Blood vessels good indicators of prostate cancer behavior

A diagnosis of prostate cancer raises the question for patients and their physicians as to how the tumor will behave. Will it grow quickly and aggressively and require continuous treatment, or slowly, allowing therapy and its risks to be safely delayed?

The answer may lie in the size and shape of the blood vessels that are visible within the cancer, according to research led by investigators at The Ohio State University Comprehensive Cancer Center-Arthur G. James Cancer Hospital and Richard J. Solove Research Institute in collaboration with the Harvard School of Public Health.

The study of 572 men with localized prostate cancer indicates that aggressive or lethal prostate cancers tend to have blood vessels that are small, irregular and primitive in cross-section, while slow-growing or indolent tumors have blood vessels that look more normal.

The findings were published Oct. 26 in the Journal of Clinical Oncology.

"It's as if aggressive prostate cancers are growing faster and their blood vessels never fully mature," says study leader Dr. Steven Clinton, professor of medicine and a medical oncologist and prostate cancer specialist at Ohio State's Comprehensive Cancer Center-James Cancer Hospital and Solove Research Institute.

"Prostate cancer is very heterogeneous, and we need better tools to predict whether a patient has a prostate cancer that is aggressive, fairly average or indolent in its behavior so that we can better define a course of treatment - surgery, chemotherapy, radiotherapy, hormonal therapy, or potentially new drugs that target blood vessels - that is specific for each person's type of cancer," Clinton says.

"Similarly, if we can better determine at the time of biopsy or prostatectomy who is going to relapse, we can start treatment earlier, when the chance for a cure may be better."

Prostate cancer is the most common cancer in men and the second leading cause of cancer death in American men.

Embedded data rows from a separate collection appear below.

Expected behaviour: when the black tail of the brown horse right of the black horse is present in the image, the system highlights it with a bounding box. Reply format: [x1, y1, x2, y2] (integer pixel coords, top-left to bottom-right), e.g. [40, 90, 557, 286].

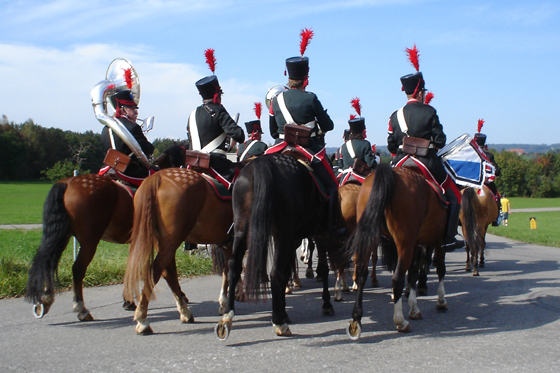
[347, 164, 395, 270]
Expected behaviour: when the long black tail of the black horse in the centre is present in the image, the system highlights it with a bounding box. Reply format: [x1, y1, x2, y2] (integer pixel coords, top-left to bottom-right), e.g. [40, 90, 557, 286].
[245, 158, 274, 301]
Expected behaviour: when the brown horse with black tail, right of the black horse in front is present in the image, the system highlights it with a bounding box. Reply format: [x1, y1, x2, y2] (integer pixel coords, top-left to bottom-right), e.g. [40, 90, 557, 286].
[346, 164, 447, 339]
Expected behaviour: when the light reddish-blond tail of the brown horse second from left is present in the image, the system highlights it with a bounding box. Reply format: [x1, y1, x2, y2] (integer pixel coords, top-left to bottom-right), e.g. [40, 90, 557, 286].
[123, 173, 161, 302]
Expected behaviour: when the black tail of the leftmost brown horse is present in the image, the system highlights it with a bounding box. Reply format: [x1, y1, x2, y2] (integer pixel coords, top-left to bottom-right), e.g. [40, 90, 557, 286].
[25, 182, 72, 303]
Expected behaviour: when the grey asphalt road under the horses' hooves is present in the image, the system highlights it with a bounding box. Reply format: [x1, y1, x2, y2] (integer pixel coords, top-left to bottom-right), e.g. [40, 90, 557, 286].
[0, 236, 560, 373]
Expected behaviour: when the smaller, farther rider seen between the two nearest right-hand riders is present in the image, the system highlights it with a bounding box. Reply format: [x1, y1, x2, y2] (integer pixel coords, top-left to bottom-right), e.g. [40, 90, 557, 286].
[338, 98, 377, 185]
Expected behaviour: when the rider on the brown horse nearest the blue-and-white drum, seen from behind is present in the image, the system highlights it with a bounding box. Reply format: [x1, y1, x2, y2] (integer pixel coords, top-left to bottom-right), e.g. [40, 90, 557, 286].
[387, 45, 461, 251]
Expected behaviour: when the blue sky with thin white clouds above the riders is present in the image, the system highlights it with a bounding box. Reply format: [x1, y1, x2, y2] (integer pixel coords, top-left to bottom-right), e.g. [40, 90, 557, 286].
[0, 0, 560, 147]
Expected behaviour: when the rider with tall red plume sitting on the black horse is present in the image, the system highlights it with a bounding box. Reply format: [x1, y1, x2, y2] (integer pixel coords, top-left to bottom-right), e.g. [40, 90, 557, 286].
[265, 29, 343, 234]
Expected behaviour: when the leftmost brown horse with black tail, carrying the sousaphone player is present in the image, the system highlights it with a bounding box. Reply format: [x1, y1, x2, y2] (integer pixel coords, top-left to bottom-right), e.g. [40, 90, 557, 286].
[26, 146, 184, 321]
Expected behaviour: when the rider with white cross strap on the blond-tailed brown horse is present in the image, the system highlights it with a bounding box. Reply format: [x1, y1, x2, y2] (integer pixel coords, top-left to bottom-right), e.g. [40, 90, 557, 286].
[187, 49, 245, 189]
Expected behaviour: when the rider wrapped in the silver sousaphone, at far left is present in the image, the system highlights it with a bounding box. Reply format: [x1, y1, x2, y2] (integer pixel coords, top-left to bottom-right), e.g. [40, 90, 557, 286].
[101, 90, 154, 178]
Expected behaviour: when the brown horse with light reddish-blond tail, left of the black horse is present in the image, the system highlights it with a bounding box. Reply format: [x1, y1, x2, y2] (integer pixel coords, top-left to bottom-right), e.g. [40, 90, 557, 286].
[124, 168, 233, 334]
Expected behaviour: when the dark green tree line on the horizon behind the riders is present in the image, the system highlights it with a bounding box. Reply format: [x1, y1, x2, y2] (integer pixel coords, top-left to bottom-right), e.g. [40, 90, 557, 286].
[0, 116, 560, 198]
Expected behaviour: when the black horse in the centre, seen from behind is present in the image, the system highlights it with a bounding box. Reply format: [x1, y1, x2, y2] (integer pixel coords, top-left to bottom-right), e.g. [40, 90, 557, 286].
[215, 153, 342, 340]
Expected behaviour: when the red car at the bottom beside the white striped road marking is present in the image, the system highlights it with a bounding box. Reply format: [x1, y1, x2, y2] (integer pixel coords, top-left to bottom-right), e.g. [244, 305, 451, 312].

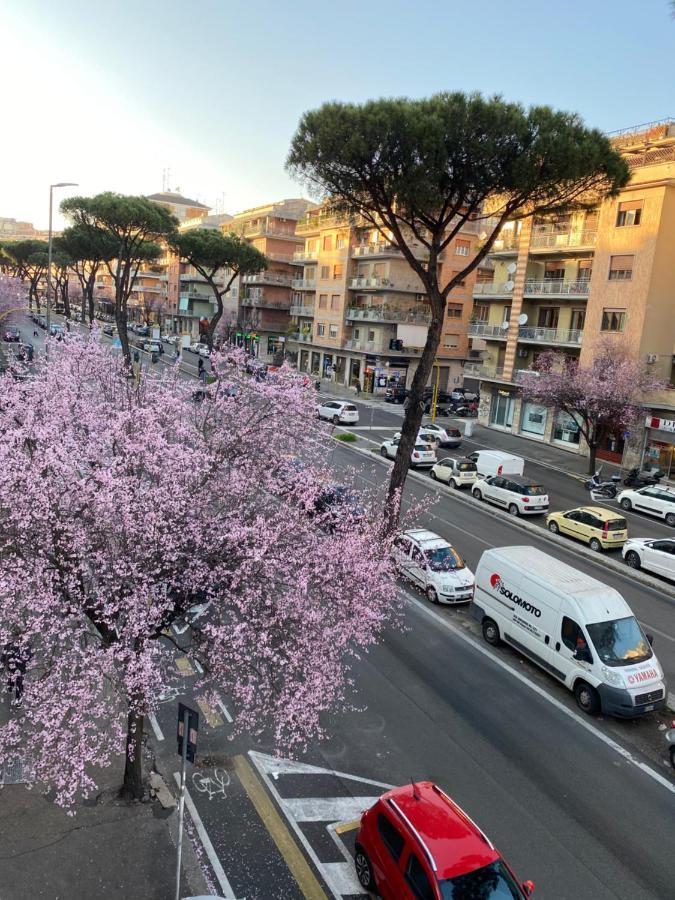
[354, 781, 534, 900]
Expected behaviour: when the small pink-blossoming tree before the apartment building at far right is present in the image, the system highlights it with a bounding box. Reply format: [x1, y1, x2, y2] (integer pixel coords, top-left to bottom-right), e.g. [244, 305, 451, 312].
[519, 338, 664, 475]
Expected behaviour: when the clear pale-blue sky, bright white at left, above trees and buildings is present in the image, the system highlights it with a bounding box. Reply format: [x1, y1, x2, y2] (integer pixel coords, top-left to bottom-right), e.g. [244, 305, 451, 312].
[0, 0, 675, 227]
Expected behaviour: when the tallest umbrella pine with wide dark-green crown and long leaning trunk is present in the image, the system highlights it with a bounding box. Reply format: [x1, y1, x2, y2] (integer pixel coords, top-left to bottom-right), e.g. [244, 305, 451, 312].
[287, 93, 628, 527]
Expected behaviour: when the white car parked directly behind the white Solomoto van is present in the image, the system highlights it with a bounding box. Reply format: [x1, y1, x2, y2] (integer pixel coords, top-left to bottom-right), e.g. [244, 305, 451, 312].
[391, 528, 474, 603]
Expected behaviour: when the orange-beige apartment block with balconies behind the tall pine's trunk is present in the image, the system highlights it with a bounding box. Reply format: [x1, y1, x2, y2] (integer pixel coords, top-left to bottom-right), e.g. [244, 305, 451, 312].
[287, 209, 478, 393]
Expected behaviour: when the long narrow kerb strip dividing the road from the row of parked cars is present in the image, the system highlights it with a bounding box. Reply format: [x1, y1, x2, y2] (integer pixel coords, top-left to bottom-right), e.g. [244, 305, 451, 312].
[339, 441, 675, 604]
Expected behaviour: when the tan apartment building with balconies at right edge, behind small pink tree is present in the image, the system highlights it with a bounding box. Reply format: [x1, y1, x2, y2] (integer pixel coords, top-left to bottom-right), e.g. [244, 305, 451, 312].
[465, 120, 675, 475]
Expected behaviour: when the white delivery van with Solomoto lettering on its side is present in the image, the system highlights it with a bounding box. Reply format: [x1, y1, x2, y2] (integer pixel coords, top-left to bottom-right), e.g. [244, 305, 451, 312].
[471, 547, 667, 718]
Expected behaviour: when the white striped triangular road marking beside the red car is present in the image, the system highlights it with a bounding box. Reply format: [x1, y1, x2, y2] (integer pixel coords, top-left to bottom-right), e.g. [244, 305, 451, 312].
[248, 750, 392, 900]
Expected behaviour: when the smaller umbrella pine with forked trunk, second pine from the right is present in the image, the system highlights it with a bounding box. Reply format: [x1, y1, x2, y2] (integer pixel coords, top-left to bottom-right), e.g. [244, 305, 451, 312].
[171, 228, 267, 349]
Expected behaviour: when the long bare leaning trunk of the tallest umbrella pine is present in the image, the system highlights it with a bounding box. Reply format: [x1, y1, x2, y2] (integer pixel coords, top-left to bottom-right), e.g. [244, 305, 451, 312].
[384, 290, 445, 533]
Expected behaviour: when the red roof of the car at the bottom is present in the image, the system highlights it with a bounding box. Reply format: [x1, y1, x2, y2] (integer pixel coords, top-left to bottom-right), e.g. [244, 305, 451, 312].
[380, 781, 500, 880]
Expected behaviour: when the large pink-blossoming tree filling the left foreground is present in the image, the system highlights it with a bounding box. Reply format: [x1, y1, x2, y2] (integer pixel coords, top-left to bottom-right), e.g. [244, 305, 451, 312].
[0, 335, 397, 804]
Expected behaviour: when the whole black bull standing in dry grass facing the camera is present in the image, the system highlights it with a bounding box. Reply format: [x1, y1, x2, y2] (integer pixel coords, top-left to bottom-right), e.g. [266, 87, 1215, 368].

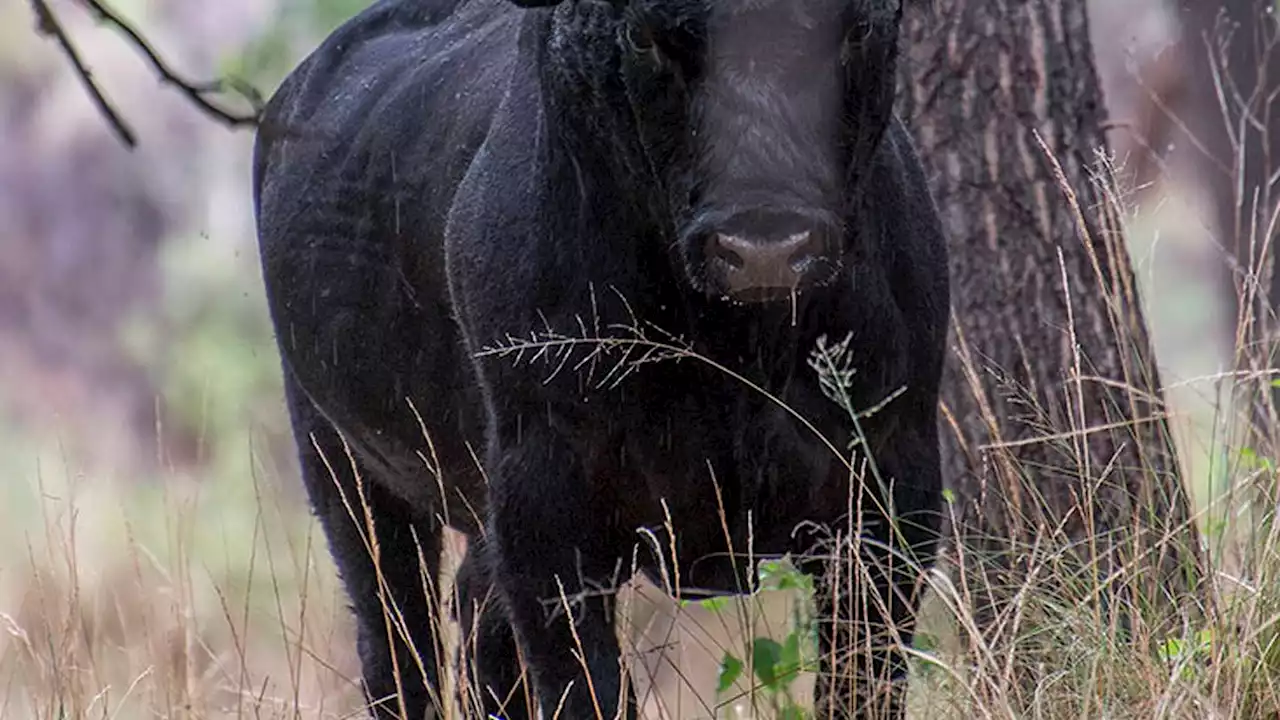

This study analyzed tumor samples and clinical outcome data from men participating in the Health Professionals Follow-Up Study, which involves 51,529 male North American dentists, optometrists, podiatrists, pharmacists and veterinarians.

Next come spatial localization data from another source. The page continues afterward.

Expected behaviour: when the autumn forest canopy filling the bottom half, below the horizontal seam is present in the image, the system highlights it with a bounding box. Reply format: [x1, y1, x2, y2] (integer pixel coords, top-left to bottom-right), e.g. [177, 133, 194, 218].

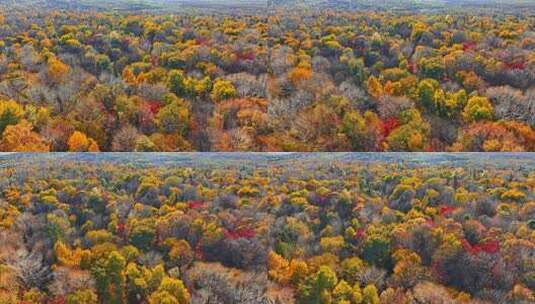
[0, 154, 535, 304]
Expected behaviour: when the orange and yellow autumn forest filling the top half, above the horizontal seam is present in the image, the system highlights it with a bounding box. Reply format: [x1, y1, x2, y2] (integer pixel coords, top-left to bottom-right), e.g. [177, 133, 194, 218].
[0, 0, 535, 152]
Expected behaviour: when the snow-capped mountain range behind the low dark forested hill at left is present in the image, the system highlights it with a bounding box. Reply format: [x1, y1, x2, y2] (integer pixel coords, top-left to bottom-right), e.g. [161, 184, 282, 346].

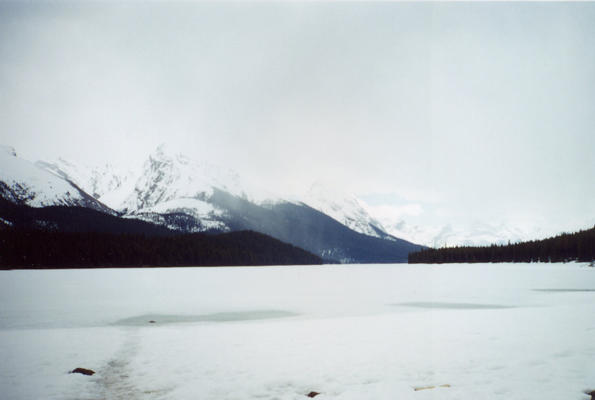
[0, 146, 421, 263]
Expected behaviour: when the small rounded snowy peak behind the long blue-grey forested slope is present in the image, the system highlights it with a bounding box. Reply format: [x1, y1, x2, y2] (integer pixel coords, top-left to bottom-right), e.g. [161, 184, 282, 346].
[302, 182, 390, 239]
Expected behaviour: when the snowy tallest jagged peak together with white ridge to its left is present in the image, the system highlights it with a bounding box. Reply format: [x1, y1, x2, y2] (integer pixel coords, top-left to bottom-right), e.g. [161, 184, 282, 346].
[37, 145, 280, 219]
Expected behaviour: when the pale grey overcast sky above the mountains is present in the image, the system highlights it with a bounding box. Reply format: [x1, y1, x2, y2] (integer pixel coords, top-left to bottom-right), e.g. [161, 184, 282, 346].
[0, 2, 595, 238]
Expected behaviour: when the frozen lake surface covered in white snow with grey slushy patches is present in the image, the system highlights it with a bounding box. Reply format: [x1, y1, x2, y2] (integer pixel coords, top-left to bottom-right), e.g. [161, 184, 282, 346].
[0, 263, 595, 400]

After an average follow-up of 10 years, 44 of the 572 men had developed metastatic cancer or died of their cancer.

Men whose tumors had smaller vessel diameters were six times more likely to have aggressive tumors and die of their disease, and those with the most irregularly shaped vessels were 17 times more likely to develop lethal prostate cancer.

The findings were independent of Gleason score, a widely used predictor of prognosis based on a prostate tumor's microscopic appearance, and of prostate specific antigen (PSA) level, a blood test used to identify the presence of prostate cancer.

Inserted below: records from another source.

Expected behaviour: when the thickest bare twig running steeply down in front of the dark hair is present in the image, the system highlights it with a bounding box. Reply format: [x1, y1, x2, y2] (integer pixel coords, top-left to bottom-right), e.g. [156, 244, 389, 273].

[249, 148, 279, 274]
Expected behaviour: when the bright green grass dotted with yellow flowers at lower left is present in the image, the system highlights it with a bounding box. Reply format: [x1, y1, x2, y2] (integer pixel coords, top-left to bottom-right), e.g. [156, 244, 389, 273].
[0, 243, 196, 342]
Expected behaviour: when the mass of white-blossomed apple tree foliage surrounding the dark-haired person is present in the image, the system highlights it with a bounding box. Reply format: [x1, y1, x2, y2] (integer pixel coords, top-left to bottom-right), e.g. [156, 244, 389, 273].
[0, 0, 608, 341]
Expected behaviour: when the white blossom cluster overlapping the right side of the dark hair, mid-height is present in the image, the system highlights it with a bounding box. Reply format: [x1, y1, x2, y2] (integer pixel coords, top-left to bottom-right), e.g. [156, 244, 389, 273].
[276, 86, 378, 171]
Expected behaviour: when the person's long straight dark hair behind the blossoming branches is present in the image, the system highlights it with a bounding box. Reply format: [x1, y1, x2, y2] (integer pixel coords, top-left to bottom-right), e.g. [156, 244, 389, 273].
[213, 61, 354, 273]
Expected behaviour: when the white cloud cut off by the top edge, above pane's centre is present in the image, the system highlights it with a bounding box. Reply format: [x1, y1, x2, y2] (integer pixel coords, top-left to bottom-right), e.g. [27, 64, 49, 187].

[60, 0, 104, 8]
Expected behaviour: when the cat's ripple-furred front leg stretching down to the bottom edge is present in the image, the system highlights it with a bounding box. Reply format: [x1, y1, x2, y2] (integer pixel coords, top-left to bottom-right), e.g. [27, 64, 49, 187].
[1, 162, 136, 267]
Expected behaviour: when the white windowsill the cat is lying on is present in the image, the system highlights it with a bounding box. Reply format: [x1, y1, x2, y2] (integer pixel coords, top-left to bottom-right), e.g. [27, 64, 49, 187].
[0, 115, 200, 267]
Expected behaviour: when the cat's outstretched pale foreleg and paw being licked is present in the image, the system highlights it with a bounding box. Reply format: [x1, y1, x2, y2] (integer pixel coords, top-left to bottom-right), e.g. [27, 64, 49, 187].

These findings currently apply to men with local disease, whose PSA is only modestly elevated, and who are younger and more likely to choose surgery.

"If our findings are validated by larger studies, particularly in biopsy specimens, the measurement of tumor blood vessel architecture might help determine the choice of therapy, with the goal of improving long-term survival."

Funding from the National Cancer Institute and the Prostate Cancer Foundation supported this research.